他雙眼沒什麽神采,只是看著沖天的火光, 看著越流越多的鮮血。

金碧輝煌的城染上了暗紅, 可這座城還是一如既往的華美。

在這座不為所動的城面前,所有的事情都像是一場鬧劇, 這些人命與勾心鬥角, 都只是一場鬧劇。

寧言之看著死去的人,漫無邊際地想著人一生能活多久。

山;與。
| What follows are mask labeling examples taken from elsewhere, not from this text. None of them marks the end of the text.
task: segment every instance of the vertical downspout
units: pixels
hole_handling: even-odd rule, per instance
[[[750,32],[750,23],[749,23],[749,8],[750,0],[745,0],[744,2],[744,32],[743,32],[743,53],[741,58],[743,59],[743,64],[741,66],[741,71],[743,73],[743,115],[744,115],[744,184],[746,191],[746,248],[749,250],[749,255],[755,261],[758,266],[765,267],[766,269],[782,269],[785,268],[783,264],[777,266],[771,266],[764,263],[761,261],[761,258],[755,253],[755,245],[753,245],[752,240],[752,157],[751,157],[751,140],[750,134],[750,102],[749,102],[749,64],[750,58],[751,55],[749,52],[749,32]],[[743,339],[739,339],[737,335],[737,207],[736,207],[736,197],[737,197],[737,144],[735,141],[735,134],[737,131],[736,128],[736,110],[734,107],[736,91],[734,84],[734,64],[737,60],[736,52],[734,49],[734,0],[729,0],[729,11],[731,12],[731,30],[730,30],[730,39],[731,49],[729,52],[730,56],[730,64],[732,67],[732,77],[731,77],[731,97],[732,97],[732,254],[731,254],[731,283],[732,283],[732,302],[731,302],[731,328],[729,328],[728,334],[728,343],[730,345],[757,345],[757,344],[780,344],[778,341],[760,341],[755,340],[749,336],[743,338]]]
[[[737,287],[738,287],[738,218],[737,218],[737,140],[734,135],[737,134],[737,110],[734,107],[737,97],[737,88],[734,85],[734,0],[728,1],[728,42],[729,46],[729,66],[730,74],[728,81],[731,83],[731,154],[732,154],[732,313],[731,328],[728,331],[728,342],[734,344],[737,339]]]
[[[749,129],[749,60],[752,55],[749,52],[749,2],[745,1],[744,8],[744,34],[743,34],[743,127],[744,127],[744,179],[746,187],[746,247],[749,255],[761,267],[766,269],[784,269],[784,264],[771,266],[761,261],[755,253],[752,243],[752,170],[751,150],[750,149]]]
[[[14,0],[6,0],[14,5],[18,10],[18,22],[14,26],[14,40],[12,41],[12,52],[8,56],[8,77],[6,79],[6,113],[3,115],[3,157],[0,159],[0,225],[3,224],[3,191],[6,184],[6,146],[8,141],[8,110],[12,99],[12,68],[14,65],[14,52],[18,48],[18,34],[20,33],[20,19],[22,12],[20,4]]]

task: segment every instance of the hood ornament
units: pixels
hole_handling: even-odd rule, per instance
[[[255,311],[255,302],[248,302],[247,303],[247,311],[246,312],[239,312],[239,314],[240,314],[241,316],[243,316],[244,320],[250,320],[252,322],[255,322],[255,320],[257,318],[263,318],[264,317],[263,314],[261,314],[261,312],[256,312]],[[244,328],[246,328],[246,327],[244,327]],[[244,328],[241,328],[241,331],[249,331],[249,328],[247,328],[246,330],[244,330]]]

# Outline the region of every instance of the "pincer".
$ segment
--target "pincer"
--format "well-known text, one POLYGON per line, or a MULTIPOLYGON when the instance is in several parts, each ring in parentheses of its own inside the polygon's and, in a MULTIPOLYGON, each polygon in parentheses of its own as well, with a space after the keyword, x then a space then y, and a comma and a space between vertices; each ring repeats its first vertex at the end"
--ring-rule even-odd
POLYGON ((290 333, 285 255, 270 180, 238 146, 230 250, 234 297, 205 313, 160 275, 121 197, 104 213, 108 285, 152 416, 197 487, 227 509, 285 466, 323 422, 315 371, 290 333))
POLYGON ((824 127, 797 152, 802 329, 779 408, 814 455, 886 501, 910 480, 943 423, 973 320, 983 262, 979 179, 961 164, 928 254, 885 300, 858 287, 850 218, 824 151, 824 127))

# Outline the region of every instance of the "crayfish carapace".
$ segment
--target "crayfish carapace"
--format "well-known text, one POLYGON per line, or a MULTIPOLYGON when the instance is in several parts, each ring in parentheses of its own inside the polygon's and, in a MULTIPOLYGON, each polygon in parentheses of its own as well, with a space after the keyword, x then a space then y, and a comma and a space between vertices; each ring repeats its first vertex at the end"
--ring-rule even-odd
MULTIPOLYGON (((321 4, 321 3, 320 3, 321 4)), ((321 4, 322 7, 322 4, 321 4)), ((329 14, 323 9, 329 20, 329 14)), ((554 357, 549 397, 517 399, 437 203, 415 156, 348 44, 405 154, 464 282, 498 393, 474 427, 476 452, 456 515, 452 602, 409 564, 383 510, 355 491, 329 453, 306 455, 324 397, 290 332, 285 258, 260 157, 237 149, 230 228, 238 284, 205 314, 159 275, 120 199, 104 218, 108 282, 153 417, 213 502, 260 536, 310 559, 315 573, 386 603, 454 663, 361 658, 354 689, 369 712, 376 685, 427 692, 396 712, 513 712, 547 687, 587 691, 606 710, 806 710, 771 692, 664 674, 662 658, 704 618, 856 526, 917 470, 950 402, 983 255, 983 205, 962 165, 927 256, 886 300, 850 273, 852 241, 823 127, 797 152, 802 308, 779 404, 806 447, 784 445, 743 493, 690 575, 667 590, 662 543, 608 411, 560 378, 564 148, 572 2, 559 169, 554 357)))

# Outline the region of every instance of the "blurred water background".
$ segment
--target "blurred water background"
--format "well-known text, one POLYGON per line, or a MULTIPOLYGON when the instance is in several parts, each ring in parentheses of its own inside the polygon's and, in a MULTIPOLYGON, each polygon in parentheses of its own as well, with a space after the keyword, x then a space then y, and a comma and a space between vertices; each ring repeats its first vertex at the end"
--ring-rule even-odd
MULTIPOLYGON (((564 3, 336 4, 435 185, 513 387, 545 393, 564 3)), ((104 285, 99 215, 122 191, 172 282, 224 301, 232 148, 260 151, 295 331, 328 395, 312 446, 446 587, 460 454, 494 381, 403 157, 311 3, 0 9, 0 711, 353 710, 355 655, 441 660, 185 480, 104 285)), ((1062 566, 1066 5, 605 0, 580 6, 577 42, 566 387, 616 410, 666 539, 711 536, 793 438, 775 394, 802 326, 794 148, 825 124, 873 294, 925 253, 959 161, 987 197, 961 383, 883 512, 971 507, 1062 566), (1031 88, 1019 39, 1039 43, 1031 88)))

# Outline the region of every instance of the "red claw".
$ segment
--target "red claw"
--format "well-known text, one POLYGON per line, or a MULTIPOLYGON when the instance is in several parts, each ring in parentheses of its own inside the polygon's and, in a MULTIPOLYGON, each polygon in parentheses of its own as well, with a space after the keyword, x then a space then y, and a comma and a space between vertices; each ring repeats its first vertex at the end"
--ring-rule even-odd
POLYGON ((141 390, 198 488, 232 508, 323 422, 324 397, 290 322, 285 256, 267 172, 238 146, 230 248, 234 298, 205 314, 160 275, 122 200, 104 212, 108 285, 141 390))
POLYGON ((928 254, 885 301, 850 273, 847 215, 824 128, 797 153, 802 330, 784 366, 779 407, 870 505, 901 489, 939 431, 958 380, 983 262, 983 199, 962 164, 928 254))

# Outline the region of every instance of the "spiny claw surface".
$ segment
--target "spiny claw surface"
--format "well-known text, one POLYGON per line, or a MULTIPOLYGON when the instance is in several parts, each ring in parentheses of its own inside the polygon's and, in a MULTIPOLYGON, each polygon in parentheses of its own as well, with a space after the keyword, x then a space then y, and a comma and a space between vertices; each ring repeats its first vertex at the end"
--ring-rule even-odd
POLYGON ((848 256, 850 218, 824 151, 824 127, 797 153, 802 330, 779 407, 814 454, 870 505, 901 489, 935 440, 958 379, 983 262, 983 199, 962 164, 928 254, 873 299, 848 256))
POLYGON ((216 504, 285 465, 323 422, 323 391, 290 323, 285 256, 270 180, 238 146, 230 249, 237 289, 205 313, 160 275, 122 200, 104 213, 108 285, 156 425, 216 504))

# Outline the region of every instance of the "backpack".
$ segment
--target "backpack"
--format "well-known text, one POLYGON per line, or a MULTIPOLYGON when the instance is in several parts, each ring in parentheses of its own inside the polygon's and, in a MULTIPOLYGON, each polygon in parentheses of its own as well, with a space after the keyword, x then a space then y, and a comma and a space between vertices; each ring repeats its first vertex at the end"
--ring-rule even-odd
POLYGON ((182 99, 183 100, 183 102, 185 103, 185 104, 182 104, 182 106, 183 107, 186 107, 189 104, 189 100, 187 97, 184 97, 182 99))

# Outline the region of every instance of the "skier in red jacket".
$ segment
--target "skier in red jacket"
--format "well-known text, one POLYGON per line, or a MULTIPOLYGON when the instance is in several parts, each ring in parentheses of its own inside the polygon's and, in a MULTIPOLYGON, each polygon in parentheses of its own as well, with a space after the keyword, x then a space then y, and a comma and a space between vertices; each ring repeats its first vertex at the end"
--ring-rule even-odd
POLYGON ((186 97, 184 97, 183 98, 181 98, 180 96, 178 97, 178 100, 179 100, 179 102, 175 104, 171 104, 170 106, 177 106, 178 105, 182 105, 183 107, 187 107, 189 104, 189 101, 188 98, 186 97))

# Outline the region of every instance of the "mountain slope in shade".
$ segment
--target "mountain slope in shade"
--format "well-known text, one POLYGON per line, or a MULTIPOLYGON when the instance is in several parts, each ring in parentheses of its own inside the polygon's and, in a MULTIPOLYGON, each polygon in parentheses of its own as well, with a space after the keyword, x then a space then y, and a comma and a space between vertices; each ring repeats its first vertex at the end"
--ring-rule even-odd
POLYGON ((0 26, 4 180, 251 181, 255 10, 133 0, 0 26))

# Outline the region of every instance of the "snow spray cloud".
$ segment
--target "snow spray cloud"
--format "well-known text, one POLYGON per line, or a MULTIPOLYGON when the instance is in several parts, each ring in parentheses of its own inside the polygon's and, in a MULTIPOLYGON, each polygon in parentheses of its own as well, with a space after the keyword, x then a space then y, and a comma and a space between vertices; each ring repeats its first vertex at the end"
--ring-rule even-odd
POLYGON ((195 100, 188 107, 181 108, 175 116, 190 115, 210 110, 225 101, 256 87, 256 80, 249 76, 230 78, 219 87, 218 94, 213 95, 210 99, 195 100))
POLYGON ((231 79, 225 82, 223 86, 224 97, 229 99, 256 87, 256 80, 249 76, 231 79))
彡;夕 嚴定楠過世的時候, 又是多大的年紀。

可他記不起來。

他記不起來嚴定楠的生日, 也從來沒有問過。

他從來沒有問過, 所以他不記得。

寧言之的瞳孔倒映著四周的火光, 就好像他很認真地在看著周圍的一切一樣。

過了片刻, 這裏的人不是投降就是死亡。

寧言之還是安安穩穩地站在戰場中央, 沒人能接近他。

等到自己不想再站在這裏的時候, 他就一拽馬韁繩, 馬匹聽話的溜溜達達地走進了宮裏。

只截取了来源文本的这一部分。